Category Archives: Sin

October 6; CANNOT

Matthew 5:21-7:29

Every verse in Jesus’ Sermon on the Mount is a precious Truth that blesses and challenges me every time I read it. Today, however, it was one word that jumped out at me.

The other day I was convicted as I read that the presence of the Holy Spirit in our lives has to show Himself in a change in our lives. (September 30; Baptized With The Spirit). There is no room for sin in the life of a believer because God does not stay where sin is.

I was reminded of that when I read 7:18, “A good tree CANNOT bear bad fruit, and a bad tree CANNOT bear good fruit. (emphasis mine)

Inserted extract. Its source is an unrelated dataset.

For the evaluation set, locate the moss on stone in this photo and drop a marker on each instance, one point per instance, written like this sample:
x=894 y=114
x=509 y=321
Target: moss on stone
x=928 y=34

Jesus was talking about recognizing false prophets. They look righteous, sound righteous, but they are really wolves in sheep’s clothing, Satan dressed up like a Christian.

I am once again reminded how important it is that my actions align with my profession of faith, that I am a light in a dark world, that I am able to address the speck in my brother’s eye because I have dealt with the plank in my own.

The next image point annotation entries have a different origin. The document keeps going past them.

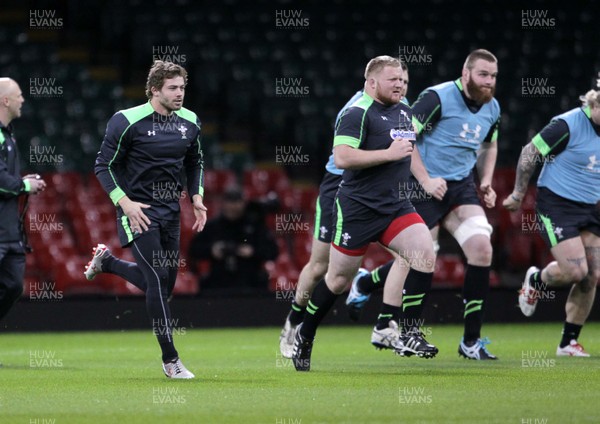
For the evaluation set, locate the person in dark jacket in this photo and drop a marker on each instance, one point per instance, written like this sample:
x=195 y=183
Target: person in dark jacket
x=236 y=243
x=12 y=186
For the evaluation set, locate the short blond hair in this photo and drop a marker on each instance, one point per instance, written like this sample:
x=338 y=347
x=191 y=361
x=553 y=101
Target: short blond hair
x=591 y=98
x=479 y=54
x=376 y=64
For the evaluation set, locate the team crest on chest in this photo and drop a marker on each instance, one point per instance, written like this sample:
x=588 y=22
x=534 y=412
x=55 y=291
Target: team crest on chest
x=183 y=129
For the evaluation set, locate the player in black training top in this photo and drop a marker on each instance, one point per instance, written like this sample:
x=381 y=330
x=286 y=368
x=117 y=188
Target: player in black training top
x=372 y=144
x=140 y=165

God CANNOT bear bad fruit. God CANNOT sin. God CANNOT think those thoughts, say those things, do anything which hurts or angers Himself. He CANNOT.

And if Jesus has really taken up residence in my heart, I can’t either, and be ok with it. If Jesus lives in me He WILL be seen.

Jesus said, “Thus by their fruit you will recognize them.” (verse 19)

People CANNOT NOT recognize Jesus if He lives in me.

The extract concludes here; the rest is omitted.